SBT also has four rules:
- - A friend of a friend is a friend,
- - A friend of an enemy is an enemy,
- - An enemy of a friend is an enemy,
- - An enemy of an enemy is a friend.
According to these rules, only two triads should be stable, or balanced: a group with three mutual friends or a group where two members join together against the third. Accordingly, the researchers expected to see the network converge to a state where most of its subsets were one of these two triads. They also suspected that traders in these balanced triads would meet with more success than their unbalanced colleagues.
The researchers found that these three triads persisted in the system, even though only two are balanced under classical Structural Balance Theory.
Photo Credit: DANIEL SMITH
Studying day traders simplified the latter aspect. These traders start with some amount of money in the morning, buy and sell stocks all day, and then sell out everything they hold at the day’s close. That meant that the researchers could track traders’ performances simply based on their net earnings for the day.
“And we found that when the system is more balanced, the traders end up being more profitable,” Askarisichani said. “In fact, when the traders are structurally balanced, they become 30% more profitable.” This a remarkable improvement in a sector that often operates on margins.
The concept of balance in the model actually translates into real life. “When there is an issue between people, their relationship is not balanced,” Askarisichani explained. So, when a person is balanced, it means that they’ve solved the interpersonal tensions in the groups they belong to. And these tensions can take a real toll on a person.
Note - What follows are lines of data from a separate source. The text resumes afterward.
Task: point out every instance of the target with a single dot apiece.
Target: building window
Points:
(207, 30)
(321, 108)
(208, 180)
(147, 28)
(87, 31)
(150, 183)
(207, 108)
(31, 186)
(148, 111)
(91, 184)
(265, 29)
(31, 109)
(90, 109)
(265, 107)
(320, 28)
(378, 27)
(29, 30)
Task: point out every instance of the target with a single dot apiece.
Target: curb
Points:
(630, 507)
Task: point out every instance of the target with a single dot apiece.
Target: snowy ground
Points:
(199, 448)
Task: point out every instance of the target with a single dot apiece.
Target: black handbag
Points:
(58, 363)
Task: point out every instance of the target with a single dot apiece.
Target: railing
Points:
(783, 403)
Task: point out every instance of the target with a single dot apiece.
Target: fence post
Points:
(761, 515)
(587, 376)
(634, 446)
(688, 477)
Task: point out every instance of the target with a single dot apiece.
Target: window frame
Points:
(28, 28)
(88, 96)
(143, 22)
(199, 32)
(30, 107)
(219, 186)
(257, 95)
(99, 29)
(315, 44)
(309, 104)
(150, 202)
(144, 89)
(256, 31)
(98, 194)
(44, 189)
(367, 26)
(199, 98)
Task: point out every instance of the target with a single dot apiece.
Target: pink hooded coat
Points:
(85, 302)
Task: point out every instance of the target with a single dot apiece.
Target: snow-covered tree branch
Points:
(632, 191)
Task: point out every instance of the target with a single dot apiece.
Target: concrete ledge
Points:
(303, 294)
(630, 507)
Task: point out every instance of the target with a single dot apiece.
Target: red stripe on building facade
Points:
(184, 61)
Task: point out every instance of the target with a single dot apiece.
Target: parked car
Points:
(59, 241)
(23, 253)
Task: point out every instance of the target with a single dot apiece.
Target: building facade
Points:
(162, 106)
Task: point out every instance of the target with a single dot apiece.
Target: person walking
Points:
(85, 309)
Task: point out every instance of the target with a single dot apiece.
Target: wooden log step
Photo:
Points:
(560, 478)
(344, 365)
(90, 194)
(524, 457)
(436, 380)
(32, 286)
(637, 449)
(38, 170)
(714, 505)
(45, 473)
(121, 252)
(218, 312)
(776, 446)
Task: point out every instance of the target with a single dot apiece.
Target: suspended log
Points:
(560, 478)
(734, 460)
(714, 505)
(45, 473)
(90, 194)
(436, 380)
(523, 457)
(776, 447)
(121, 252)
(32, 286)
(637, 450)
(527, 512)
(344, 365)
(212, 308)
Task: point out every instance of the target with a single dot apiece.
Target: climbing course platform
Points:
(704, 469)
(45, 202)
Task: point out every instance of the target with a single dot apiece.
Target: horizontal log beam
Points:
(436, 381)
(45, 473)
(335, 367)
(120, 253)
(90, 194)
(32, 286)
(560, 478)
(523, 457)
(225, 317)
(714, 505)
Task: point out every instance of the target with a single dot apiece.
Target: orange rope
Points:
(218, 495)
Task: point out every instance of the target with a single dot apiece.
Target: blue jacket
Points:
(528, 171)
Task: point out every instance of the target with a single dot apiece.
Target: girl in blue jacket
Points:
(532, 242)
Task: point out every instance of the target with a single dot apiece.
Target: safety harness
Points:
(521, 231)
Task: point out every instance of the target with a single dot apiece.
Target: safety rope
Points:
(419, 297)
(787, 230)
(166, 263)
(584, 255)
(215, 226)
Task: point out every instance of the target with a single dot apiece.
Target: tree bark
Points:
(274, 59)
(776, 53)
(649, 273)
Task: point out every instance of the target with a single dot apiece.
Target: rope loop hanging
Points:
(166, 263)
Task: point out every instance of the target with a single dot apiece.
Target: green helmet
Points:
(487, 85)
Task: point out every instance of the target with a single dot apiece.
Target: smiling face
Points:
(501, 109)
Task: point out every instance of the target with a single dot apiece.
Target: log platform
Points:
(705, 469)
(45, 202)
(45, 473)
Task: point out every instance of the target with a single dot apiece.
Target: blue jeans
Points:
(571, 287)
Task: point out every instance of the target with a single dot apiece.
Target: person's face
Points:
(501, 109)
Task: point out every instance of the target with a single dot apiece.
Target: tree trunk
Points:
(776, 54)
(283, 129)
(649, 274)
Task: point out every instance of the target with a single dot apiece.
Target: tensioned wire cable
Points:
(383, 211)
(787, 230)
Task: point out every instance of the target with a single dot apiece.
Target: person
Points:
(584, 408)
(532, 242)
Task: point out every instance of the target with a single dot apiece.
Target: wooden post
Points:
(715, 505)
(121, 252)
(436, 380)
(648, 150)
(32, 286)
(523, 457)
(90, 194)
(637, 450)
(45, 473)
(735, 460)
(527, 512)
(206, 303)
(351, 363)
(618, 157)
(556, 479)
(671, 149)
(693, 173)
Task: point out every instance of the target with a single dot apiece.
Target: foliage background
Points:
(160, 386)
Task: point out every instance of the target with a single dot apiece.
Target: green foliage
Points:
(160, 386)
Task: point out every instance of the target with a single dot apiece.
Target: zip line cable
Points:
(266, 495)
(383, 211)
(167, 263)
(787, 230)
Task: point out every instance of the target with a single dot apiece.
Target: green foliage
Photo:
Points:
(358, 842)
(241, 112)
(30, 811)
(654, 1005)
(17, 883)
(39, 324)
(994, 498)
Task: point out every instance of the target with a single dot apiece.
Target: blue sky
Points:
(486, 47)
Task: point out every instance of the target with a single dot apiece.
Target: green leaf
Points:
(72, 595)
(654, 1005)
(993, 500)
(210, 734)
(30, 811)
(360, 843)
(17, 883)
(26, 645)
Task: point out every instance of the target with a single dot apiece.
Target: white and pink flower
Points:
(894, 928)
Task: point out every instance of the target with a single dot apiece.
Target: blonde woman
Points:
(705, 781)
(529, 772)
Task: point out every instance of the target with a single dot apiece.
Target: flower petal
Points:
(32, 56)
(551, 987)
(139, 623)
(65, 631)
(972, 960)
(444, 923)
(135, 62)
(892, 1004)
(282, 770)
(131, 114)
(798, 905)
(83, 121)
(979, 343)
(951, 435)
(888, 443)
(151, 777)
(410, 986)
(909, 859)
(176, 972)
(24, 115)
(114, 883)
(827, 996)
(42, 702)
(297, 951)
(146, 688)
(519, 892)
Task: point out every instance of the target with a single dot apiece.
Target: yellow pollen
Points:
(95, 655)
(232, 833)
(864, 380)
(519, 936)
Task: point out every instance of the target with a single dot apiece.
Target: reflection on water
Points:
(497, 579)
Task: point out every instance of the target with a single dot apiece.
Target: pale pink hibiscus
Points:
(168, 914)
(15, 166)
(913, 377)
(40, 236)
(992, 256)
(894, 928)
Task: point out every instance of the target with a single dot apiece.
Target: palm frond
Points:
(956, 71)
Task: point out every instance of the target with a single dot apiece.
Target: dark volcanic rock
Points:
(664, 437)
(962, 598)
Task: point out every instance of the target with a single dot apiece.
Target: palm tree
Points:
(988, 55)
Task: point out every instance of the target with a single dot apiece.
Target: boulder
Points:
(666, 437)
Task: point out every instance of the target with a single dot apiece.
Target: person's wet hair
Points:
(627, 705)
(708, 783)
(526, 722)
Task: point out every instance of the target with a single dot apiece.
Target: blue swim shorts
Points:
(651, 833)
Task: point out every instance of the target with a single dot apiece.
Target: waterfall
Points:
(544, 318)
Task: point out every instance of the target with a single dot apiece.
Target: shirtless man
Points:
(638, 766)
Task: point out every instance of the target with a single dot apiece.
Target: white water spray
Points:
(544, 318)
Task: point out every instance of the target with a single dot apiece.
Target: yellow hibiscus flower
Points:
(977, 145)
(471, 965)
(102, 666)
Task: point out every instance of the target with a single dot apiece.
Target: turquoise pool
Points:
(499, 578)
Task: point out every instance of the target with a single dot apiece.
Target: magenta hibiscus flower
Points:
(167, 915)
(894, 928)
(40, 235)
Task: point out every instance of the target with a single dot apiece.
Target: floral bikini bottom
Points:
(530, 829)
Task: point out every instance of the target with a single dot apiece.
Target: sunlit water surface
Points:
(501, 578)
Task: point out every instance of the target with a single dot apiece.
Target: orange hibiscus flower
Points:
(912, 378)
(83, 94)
Consider the mutual friend of a couple that just experienced a rough breakup. The system is in tension. The individuals aren’t sure what to do, which consumes their time and energy. This situation isn’t stable, and eventually, the group will move toward a more secure state.
Day traders are under immense pressure. They need to gather as much information as efficiently as possible, so even minor interpersonal tension can directly impact their performance. In fact, out of six factors they considered, interpersonal balance was the only metric that showed a statistically significant association with increased performance.
“The theory is robust, it’s strong, it’s correct,” Askarisichani said, “but it’s not perfect in the empirical study.” For instance, although triads developed toward the two stable configurations the theory predicted, groups of three mutual enemies tended to persist over time as well. According to classical SBT, two members should eventually band together against the third.
However, the persistence of groups of mutual enemies actually corresponds with a model of SBT called “clustering balance,” developed in 1967. “Finally, this overlooked prediction in balance theory turns out to have empirical support,” Askarisichani said.
The team has begun work on a three-value model similar to SBT, which has neutral values alongside the positive and negative values of the classical theory. The complexity of the three-value system makes it more challenging to apply but also allows it to capture more nuance.
Askarisichani will evaluate this theory against an even more ambitious dataset. He plans to model the relationships between 250 countries based on over 8 million news articles from 1995 through 2018. His results so far lend support to the theory’s accuracy and utility.
“We believe this paper will be of great interest across the sciences and will reduce error in the application of SBT,” Askarisichani said. “And the pragmatic implications will be of great use to any individual or organizations that manage teams or networks of collaborators.”
Askarisichani’s collaborators in the research were UC Santa Barbara’s Francesco Bullo, Noah E. Friedkin and Ambuj Singh; Jacqueline Ng Lane, of Harvard; and Uzzi, of Northwestern.